Saint Kitts and Nevis commemorates Victims of Transatlantic Slave Trade

The Organization of American States (OAS) Permanent Council held a special sitting on March 25, 2024, to commemorate the International Day of Remembrance of the Victims of the Transatlantic Slave Trade. The event, themed ‘Global Freedom: Emancipate yourself from mental slavery,’ marked the end of the VII Inter-American Week for People of African Descent in the Americas, now officially recognized in the OAS calendar.

Jacinth Henry Martin

The delegation from Saint Kitts and Nevis, led by Ambassador Jacinth Henry Martin, Ambassador to the United States and Permanent Representative to the OAS, delivered a compelling address. Henry Martin emphasized the crucial role of education in overcoming mental enslavement and instilling pride and self-awareness among citizens.

In her speech, the Ambassador highlighted the nation’s commitment to empowering its people through education and land ownership. “The cure for mental slavery is self-awareness, education, pride in self, and the conviction to stand up for our rights! As a people of African descent, the citizens of Saint Kitts and Nevis are fully vested in our own human worth, appreciate our potential to surpass any obstacle to greatness, and look to a future in which our enlightened minds continue to free us from the scourges of physical and mental slavery,” she stated.

Lorna Ava Henry

The ambassador underscored education as a tool for socioeconomic advancement, noting Saint Kitts and Nevis’ dedication to providing free and mandatory education, along with opportunities for tertiary education and lifelong learning. “Education is power, and a solid education is the antidote to racism, mental slavery, ignorance, and racial hypocrisy, and it is the ladder for climbing rung by rung to emerge out of the hell-born of the vestiges of imposed slavery,” she affirmed.
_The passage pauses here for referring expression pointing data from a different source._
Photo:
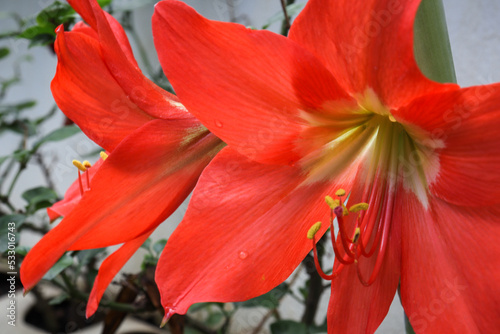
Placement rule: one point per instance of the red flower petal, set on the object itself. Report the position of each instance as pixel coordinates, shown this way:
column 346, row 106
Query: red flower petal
column 72, row 195
column 109, row 268
column 366, row 44
column 246, row 227
column 462, row 127
column 88, row 94
column 159, row 163
column 355, row 308
column 248, row 87
column 118, row 57
column 86, row 10
column 451, row 266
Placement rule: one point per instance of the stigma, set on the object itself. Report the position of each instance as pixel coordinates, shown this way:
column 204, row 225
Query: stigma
column 350, row 245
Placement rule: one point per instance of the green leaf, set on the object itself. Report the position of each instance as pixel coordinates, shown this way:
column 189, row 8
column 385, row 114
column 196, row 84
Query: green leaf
column 57, row 135
column 21, row 156
column 269, row 300
column 6, row 228
column 38, row 198
column 431, row 43
column 147, row 245
column 159, row 245
column 59, row 299
column 323, row 328
column 288, row 327
column 64, row 262
column 4, row 52
column 35, row 31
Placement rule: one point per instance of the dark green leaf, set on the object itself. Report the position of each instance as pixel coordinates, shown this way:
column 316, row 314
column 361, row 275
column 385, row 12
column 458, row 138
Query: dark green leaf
column 22, row 155
column 85, row 256
column 58, row 299
column 159, row 245
column 318, row 329
column 58, row 135
column 39, row 198
column 291, row 10
column 64, row 262
column 288, row 327
column 269, row 300
column 215, row 319
column 35, row 31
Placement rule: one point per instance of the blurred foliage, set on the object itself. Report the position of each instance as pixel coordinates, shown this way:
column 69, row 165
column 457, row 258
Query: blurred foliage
column 73, row 275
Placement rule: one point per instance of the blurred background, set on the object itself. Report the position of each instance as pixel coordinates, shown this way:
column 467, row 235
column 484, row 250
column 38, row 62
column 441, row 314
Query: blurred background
column 29, row 114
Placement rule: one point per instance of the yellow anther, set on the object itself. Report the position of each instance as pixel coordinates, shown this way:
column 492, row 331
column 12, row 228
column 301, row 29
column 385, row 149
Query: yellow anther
column 313, row 230
column 332, row 203
column 79, row 165
column 358, row 207
column 345, row 212
column 356, row 235
column 340, row 192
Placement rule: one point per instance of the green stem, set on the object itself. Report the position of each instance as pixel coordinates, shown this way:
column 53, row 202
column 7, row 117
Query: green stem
column 431, row 42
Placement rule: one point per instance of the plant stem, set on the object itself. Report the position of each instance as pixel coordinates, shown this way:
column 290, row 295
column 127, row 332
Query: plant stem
column 432, row 53
column 285, row 26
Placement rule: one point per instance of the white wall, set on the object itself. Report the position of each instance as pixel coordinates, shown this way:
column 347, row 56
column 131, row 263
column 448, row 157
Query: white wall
column 474, row 29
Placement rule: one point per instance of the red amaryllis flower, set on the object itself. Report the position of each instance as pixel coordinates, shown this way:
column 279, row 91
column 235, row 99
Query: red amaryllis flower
column 341, row 103
column 157, row 150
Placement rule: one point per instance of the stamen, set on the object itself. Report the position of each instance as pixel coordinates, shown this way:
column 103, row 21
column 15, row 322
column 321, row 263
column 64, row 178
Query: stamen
column 340, row 192
column 332, row 203
column 356, row 235
column 311, row 234
column 343, row 236
column 313, row 230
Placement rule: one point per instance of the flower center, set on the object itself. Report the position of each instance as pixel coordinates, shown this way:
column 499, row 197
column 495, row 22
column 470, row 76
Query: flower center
column 369, row 138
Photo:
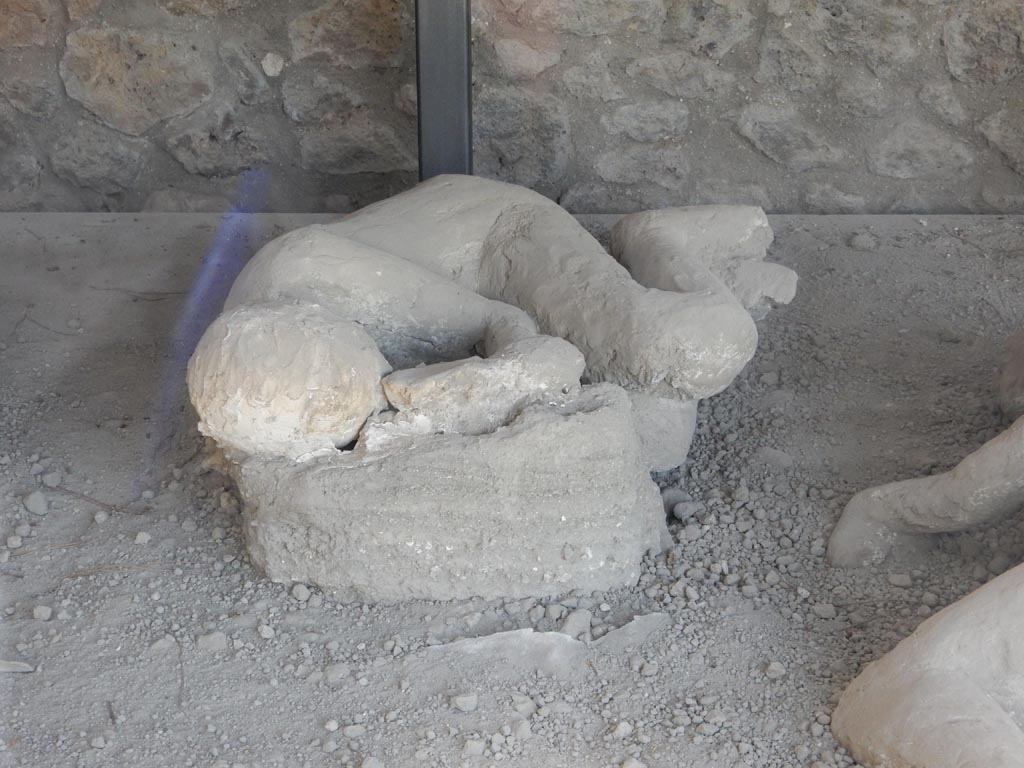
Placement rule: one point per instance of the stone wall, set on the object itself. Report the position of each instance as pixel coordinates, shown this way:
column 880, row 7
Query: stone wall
column 813, row 105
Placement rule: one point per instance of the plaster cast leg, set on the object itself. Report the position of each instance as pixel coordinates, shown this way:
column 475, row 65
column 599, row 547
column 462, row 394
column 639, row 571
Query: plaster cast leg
column 414, row 314
column 984, row 486
column 682, row 345
column 514, row 245
column 704, row 248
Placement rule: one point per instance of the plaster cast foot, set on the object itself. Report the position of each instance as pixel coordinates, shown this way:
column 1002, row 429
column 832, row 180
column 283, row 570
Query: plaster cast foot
column 984, row 486
column 859, row 539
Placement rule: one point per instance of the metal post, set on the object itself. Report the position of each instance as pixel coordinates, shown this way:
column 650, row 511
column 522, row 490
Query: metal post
column 444, row 87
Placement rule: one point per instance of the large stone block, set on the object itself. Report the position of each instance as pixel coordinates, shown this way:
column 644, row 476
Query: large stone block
column 23, row 23
column 521, row 137
column 590, row 17
column 217, row 144
column 132, row 80
column 982, row 41
column 361, row 142
column 783, row 135
column 916, row 150
column 1005, row 130
column 352, row 32
column 98, row 158
column 648, row 121
column 557, row 500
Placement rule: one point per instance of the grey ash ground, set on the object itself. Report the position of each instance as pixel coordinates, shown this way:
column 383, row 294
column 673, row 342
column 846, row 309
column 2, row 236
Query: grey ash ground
column 155, row 643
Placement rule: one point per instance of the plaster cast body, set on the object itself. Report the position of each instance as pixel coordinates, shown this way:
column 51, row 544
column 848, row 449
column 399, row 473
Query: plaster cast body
column 482, row 465
column 951, row 694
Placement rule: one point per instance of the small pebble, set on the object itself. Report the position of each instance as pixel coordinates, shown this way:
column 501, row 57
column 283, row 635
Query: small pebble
column 272, row 65
column 465, row 701
column 42, row 612
column 36, row 503
column 902, row 581
column 215, row 641
column 823, row 610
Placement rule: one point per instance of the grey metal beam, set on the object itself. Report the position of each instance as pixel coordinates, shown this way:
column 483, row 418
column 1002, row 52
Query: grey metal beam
column 443, row 81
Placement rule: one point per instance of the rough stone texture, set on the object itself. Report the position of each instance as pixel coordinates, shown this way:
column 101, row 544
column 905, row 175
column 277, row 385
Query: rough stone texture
column 133, row 80
column 23, row 23
column 852, row 107
column 920, row 151
column 391, row 526
column 358, row 143
column 200, row 7
column 98, row 158
column 781, row 136
column 1012, row 378
column 1005, row 130
column 521, row 137
column 948, row 695
column 983, row 42
column 351, row 32
column 217, row 144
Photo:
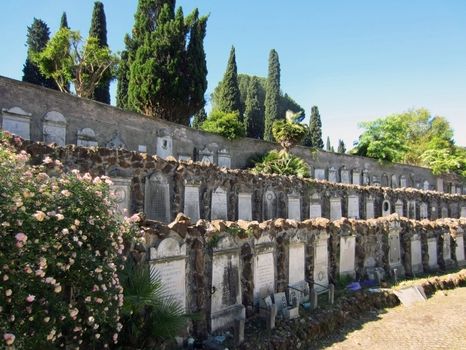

Henry Martin also outlined the nation’s efforts to address systemic injustices stemming from slavery, including initiatives to promote land and home ownership, scholarships for academic advancement, and the protection of rights for descendants of enslaved individuals.

The week-long celebration also spotlighted the contributions of two distinguished citizens of Saint Kitts and Nevis, Lorna Ava Henry, a former Dance Specialist in the Ministry of Culture and lead dancer/choreographer with the Okolo Tegremantine Arts Theatre, and David Freeman, a fifer/folklorist extraordinaire. Both were recognized for their significant contributions to preserving African cultural heritage through the arts and were highlighted on the OAS website among other exponents of the arts from across the Americas.